A endometriose profunda é uma forma específica da doença, definida pela
presença de lesões que infiltram os tecidos a mais de 5 milímetros de
profundidade. Diferente das formas superficiais, ela pode acometer
estruturas como intestino, bexiga, ureter e os ligamentos de sustentação do
útero, o que torna o diagnóstico e o tratamento significativamente mais
complexos.


Do ponto de vista diagnóstico, o ultrassom pélvico convencional não é
suficiente para mapear esse tipo de lesão. São necessários protocolos
específicos, como o ultrassom transvaginal com preparo intestinal, realizado
por profissional treinado, e em alguns casos a ressonância magnética. Um
mapeamento incompleto pode levar a tratamentos inadequados e recidivas
precoces.


No tratamento, não existe uma conduta padrão. A decisão entre abordagem
clínica, com bloqueio hormonal, e intervenção cirúrgica depende da
localização e extensão das lesões, dos sintomas, da resposta a tratamentos
anteriores e dos planos reprodutivos da paciente.
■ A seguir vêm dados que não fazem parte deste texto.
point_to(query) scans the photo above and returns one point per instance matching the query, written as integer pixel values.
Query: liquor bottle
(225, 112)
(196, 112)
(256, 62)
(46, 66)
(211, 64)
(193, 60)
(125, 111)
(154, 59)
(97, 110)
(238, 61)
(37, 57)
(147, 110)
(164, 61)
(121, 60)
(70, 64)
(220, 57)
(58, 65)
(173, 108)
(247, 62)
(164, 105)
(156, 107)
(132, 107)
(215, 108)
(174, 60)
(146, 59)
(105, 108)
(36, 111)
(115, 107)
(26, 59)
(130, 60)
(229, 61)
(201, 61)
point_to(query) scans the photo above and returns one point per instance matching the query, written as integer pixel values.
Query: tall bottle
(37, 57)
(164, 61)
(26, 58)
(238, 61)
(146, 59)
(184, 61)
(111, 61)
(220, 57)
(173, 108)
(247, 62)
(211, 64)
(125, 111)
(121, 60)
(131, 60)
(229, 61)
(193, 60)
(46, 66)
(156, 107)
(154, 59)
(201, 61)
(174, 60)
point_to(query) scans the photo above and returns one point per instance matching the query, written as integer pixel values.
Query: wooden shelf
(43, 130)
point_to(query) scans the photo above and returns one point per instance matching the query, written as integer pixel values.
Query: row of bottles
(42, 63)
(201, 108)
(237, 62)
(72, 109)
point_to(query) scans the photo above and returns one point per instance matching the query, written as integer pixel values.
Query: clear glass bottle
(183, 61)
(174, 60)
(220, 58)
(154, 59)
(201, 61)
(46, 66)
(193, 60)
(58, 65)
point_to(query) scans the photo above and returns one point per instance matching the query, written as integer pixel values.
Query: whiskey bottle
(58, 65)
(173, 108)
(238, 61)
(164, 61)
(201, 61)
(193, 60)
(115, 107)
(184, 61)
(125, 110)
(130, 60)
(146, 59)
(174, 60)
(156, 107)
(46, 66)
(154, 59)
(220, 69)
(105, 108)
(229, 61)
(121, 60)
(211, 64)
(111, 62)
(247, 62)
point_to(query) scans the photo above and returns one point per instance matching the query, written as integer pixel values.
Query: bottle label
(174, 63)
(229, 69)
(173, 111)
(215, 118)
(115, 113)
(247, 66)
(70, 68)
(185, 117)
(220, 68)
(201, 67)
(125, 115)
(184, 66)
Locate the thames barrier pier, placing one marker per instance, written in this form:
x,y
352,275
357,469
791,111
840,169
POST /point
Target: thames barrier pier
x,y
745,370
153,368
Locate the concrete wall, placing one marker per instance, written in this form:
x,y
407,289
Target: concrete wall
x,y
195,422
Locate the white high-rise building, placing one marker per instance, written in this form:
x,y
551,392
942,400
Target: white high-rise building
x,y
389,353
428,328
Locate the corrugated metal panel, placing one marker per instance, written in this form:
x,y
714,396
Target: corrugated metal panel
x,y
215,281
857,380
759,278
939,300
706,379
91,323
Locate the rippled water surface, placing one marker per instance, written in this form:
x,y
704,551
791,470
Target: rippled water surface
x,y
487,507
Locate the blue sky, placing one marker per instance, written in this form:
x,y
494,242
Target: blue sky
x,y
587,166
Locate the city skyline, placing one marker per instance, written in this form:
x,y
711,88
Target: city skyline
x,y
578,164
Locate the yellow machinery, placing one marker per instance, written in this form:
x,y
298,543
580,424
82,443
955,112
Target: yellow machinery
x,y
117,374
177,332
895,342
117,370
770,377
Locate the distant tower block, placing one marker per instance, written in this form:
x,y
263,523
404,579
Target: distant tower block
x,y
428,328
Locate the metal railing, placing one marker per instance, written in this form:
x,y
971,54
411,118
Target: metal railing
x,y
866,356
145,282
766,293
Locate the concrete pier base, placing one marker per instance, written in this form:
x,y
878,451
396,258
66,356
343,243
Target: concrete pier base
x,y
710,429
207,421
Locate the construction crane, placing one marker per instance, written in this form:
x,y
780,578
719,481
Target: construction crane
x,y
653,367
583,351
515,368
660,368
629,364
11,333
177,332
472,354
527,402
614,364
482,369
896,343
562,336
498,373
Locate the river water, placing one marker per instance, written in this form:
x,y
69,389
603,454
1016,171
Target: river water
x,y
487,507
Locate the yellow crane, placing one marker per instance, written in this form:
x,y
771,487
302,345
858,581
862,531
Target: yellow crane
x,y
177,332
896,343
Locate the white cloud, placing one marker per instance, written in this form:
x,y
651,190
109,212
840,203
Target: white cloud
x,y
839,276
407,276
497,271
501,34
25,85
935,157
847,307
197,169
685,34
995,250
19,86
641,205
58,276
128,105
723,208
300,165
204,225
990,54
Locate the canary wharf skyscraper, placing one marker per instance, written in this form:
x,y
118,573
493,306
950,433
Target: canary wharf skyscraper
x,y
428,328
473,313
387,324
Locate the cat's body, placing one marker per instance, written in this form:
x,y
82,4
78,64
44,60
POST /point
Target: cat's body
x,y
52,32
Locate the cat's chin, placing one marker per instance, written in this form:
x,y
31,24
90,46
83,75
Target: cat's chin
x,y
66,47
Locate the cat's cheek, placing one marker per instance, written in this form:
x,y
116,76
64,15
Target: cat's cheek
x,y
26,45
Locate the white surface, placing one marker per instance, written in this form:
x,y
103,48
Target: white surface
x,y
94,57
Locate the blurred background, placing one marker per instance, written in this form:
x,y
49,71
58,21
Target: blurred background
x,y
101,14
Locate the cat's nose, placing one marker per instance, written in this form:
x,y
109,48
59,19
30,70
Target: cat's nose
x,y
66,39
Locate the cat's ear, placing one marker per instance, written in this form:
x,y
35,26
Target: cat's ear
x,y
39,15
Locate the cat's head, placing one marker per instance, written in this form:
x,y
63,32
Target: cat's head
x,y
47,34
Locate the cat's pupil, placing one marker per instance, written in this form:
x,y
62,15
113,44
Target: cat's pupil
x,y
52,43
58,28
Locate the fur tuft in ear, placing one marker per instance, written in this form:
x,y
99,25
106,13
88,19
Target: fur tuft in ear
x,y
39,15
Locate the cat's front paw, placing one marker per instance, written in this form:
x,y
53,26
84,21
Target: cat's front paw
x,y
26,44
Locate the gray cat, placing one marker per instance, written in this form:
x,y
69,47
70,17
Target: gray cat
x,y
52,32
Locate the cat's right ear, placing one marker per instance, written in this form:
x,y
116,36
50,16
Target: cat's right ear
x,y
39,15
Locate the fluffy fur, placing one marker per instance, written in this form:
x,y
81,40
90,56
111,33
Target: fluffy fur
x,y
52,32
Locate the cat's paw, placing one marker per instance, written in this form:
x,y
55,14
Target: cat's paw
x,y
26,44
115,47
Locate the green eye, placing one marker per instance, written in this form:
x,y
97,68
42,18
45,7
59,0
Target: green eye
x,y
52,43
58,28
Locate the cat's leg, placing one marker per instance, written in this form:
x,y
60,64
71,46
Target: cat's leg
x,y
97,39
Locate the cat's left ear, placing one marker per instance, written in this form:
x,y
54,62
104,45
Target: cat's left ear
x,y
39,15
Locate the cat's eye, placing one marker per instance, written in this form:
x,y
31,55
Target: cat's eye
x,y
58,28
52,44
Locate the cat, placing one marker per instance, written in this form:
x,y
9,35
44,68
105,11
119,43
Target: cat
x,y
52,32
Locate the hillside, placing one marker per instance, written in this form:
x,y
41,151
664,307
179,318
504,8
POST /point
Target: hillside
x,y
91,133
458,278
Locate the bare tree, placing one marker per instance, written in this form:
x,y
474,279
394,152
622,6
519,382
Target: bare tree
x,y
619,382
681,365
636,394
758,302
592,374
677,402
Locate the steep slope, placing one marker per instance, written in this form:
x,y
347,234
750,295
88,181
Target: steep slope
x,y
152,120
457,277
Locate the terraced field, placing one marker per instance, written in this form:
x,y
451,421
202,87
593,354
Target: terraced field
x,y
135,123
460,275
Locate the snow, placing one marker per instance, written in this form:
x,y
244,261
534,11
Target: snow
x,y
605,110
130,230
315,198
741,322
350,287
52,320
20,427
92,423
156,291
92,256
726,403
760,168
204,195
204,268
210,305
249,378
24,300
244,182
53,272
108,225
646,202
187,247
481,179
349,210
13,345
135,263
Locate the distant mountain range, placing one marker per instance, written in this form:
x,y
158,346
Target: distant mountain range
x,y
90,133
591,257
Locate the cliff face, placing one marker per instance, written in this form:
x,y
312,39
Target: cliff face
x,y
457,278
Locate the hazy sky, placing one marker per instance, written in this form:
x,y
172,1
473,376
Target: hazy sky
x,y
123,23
Quando a cirurgia é
indicada, ela deve ser realizada por equipe com experiência em
endometriose profunda, que pode incluir cirurgião intestinal.


Por ser uma doença crônica, o acompanhamento especializado contínuo é
parte do cuidado, não um complemento opcional. É ele que permite
monitorar a progressão da doença, ajustar o tratamento e identificar
precocemente qualquer sinal de recidiva.